祖父と幼馴染だと語ってみせる少年に、青年は目を見開いた。
「本当に年を取らないんですね。という事は、あの話も本当ですか?」
「今じゃおとぎ話だけどねー」
年を取らない少年が、女王様との結婚を誓い、永遠に彼女を待ち続ける……昔のエンカとクインヘルの話は、今や架空の物語として出回っていた。

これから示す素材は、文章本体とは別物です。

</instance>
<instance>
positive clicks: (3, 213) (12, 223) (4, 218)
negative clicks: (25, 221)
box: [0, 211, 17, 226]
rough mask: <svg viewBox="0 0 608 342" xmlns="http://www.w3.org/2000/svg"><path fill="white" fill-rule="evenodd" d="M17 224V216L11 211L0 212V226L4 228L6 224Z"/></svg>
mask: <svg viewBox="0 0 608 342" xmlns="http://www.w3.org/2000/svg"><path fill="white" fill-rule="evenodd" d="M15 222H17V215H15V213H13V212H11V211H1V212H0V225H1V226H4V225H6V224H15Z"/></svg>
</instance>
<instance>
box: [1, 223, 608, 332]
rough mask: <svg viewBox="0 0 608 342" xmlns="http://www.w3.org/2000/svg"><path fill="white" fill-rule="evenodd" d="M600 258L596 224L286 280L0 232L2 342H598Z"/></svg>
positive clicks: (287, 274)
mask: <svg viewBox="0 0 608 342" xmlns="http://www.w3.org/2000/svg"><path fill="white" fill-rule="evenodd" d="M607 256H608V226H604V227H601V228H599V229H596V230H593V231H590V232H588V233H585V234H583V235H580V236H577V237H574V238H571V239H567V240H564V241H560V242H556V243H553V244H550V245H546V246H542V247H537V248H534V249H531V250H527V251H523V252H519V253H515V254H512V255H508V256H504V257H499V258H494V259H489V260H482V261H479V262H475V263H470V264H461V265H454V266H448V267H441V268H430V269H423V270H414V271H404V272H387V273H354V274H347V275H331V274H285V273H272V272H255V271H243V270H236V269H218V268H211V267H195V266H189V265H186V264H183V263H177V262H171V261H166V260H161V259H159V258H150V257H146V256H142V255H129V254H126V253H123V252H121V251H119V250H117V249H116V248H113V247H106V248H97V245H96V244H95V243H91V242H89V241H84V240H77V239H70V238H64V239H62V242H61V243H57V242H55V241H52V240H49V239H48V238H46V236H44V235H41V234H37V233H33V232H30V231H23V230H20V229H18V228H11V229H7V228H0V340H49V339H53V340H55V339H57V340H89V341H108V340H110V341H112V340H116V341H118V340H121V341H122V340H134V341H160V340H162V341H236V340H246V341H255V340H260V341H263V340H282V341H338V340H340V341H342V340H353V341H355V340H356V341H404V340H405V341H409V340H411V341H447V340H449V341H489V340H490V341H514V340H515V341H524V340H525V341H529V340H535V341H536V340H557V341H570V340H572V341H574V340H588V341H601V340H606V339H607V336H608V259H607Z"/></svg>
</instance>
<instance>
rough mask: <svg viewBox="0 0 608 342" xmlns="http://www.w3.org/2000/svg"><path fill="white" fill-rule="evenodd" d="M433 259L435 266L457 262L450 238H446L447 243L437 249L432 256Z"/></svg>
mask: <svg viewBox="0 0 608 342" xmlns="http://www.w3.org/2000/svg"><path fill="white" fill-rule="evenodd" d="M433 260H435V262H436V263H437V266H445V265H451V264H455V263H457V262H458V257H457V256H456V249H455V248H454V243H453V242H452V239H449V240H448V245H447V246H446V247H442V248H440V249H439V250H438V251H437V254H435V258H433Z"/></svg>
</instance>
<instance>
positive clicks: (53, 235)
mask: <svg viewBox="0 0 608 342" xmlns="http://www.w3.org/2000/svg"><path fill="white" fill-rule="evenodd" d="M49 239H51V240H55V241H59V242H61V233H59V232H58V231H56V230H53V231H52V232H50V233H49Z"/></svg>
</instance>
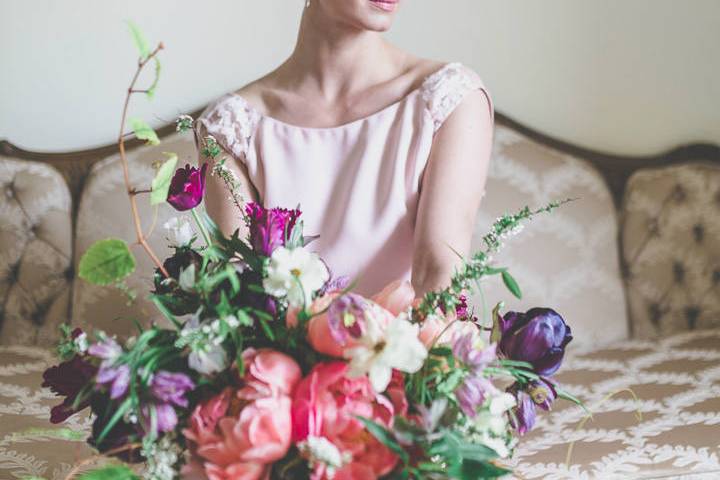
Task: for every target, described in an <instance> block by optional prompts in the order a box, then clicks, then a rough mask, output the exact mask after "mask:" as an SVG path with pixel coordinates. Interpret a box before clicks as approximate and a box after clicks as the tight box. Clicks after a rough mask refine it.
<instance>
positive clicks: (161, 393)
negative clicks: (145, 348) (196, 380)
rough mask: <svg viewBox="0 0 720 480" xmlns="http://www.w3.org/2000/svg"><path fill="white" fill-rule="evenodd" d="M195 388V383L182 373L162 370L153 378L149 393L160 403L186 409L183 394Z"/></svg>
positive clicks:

あまり人前に出なくなった結果、不老の旗手の存在はだんだんうろんになっていたのだ。
「エンカさん……」
「ん?」
ふいに聞こえてきた真面目な声音の呼びかけに、エンカは曖昧な返事と共に隣を見遣る。すると、青年は頭を下げていた。
「ありがとうございました」
突然な事に訳が分からず言葉を失っていると、頭をあげた青年がさらに続けた。
「父が生まれてこれたのも、オレが生まれてこれたのも……すべて、エンカさんが昔おじいさんを立ち直らせてくれたからだと……そう聞きました」
青年は穏やかに笑う。
「何かあれば言ってください。おじいさんの代わりに……力になりますから」
そう言って、青年は踵を返す。
瞬間、エンカは瞠目した。風になびく黒い頭髪に……幼馴染の姿が重なったのだ。
自分がよく知る彼は短髪ではない……もっと、しっぽのように長く垂れ下がった髪なのに……一瞬で目元が緩み、涙が溢れた。
「シン、レ……っ」
嗚咽を堪えるように、口元を手で覆う。
『罪の無い人』と、あの時叫んだ思いは、こんなにも輝く命を繋いだのだ。
凛々しく立ち去る後ろ姿に、はるか昔に逝ってしまった友人を思い出して……エンカはその場に崩れ落ちた。